On peut écouter quelques unes des compositions d’Emilien Delcour sur SoundCloud. Ce sont essentiellement des musiques de film, même si « sans l’image, c’est moins intéressant ».

Ses inspirations sont multiples selon ce qu’il compose. Les grands compositeurs de musiques de films sont des références incontournables, tels que Joe Hisaishi, John Williams et Ennio Morricone. Côté jeux vidéos, la liste est interminable, mais il cite notamment Mario et Zelda, dont l’influence se fait souvent ressentir dans certains morceaux. « Je pense qu’au bout d’un moment, ce qu’on aime se retrouve, même si c’est inconsciemment, c’est toujours un peu en toi », explique-t-il avec justesse.

Il faut également souligner son intérêt pour le rock progressif. Un genre de musique qu’il apprécie particulièrement, du fait de sa souplesse et de ses expérimentations aussi bien au niveau du rythme que des harmonies ou des couleurs musicales. On peut par exemple y retrouver des influences orchestrales, jazz, folk… une « véritable mine d’or de ressources ». Parmi ses artistes favoris, on peut citer Ayreon et Steven Wilson.

Un dictateur musical qui joue de la guitare comme on jouerait du piano

Son instrument de prédilection ? La guitare. C’est avec elle qu’il a commencé la musique. Il précise qu’il préfère la guitare classique en raison des arpèges, qui permet d’entendre toutes les harmonies, ainsi que la basse et la mélodie. Le son est très doux, fluide, « ce qui permet de jouer de la guitare comme on jouerait du piano ». Sa reprise du Roi et l’Oiseau en donne une assez bonne idée…

Le Roi et l’Oiseau, reprise par Emilien Delcour à la guitare classique. Les arpèges rappellent le son du piano.

Bref, vous l’aurez compris – enfin j’espère –, Emilien Delcour est un compositeur. Lorsque je lui demande s’il n’aimerait pas être parfois musicien dans un groupe, il y a un petit temps de réflexion avant qu’il ne me réponde. « Le problème quand t’es dans un groupe, c’est que c’est un peu une démocratie, tout le monde doit valider. Moi, je me vois plus comme un dictateur musical.

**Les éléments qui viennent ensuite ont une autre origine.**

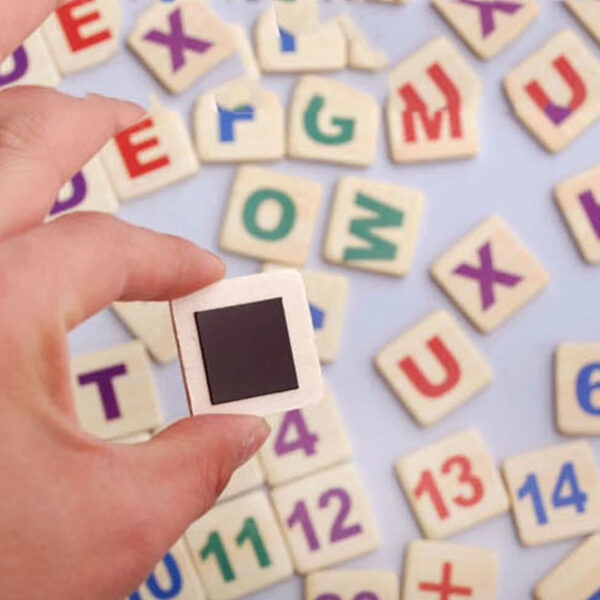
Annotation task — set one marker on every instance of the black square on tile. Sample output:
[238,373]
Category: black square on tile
[246,351]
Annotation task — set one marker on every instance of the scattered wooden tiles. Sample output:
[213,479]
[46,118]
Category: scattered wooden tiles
[332,122]
[373,226]
[452,485]
[433,368]
[326,518]
[555,492]
[556,91]
[432,105]
[271,216]
[114,391]
[489,274]
[246,346]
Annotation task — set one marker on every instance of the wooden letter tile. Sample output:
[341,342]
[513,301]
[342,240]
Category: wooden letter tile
[555,492]
[443,571]
[489,274]
[486,26]
[114,390]
[246,346]
[155,152]
[239,121]
[433,368]
[373,226]
[556,91]
[332,122]
[271,216]
[180,41]
[352,585]
[452,485]
[326,518]
[579,201]
[432,105]
[237,548]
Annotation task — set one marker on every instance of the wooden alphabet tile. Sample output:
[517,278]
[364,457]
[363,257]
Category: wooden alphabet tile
[151,323]
[304,441]
[352,585]
[30,64]
[487,27]
[239,122]
[326,518]
[155,152]
[114,391]
[489,274]
[83,33]
[246,346]
[555,492]
[452,485]
[579,201]
[556,91]
[432,105]
[433,368]
[271,216]
[180,41]
[237,548]
[373,226]
[576,577]
[332,122]
[174,578]
[439,570]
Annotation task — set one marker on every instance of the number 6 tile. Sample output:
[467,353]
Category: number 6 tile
[326,518]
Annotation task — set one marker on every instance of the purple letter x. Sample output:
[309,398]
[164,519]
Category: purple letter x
[177,40]
[487,275]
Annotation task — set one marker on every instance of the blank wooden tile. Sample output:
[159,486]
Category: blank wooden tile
[237,548]
[239,122]
[452,485]
[489,274]
[555,492]
[352,585]
[271,215]
[579,201]
[114,391]
[246,346]
[304,441]
[326,518]
[30,64]
[556,91]
[154,153]
[330,121]
[432,105]
[373,226]
[151,323]
[83,33]
[433,368]
[443,571]
[576,577]
[180,41]
[488,27]
[173,578]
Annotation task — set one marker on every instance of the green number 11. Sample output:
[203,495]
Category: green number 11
[249,531]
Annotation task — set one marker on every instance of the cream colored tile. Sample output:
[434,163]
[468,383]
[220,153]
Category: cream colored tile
[326,518]
[237,548]
[489,274]
[452,485]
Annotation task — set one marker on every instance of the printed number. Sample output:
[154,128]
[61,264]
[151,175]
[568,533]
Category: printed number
[427,485]
[566,493]
[248,532]
[339,530]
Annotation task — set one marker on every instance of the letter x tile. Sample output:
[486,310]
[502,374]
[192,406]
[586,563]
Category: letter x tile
[489,274]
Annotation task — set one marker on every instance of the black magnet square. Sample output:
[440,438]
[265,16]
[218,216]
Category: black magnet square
[246,351]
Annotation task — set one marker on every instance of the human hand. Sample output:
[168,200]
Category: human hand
[81,519]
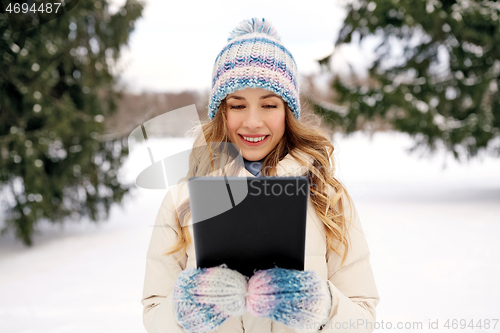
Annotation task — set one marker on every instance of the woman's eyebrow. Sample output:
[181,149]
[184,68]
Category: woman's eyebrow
[235,97]
[270,95]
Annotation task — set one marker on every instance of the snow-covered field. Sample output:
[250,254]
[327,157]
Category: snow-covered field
[433,234]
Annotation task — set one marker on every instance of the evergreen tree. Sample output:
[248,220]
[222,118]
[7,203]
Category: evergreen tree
[441,87]
[57,87]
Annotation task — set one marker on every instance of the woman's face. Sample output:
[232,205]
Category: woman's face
[255,121]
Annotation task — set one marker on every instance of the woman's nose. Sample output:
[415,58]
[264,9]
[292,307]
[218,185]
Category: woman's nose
[253,119]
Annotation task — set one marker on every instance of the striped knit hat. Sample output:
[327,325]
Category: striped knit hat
[254,58]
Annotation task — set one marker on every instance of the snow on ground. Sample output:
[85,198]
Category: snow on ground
[432,233]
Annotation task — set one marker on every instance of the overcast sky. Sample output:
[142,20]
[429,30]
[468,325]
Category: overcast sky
[175,43]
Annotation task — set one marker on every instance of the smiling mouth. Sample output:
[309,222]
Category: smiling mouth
[253,139]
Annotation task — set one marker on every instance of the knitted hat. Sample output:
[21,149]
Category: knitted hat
[254,58]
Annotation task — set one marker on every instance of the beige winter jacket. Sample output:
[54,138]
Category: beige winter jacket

Si je compose un morceau, je n’aime pas que des gens disent “ouais, nan, on va plutôt faire comme ci, comme ça.” »

Et jouer dans un orchestre, où le chef choisit les morceaux et où les musiciens jouent leur partition sans broncher ? Eh bien… « Quitte à interpréter quelque chose, j’aime autant que ce soit de moi. Même les reprises sur Youtube, c’est à ma sauce. Après, jouer les trucs d’autres personnes, oui, pourquoi pas… Mais je n’ai pas un niveau de musicien classique pour jouer en orchestre. » N’allez pas croire pour autant qu’il est fermé au travail avec des confrères !

En somme, il préfère mener ses propres projets, tout comme Ayreon et Steven Wilson. En référence à la notion de « démocratie » dans un groupe de musique, il ajoute, rieur, que si un jour il compose un album, il écrira dans les crédits « Dictateur musical : Emilien Delcour ».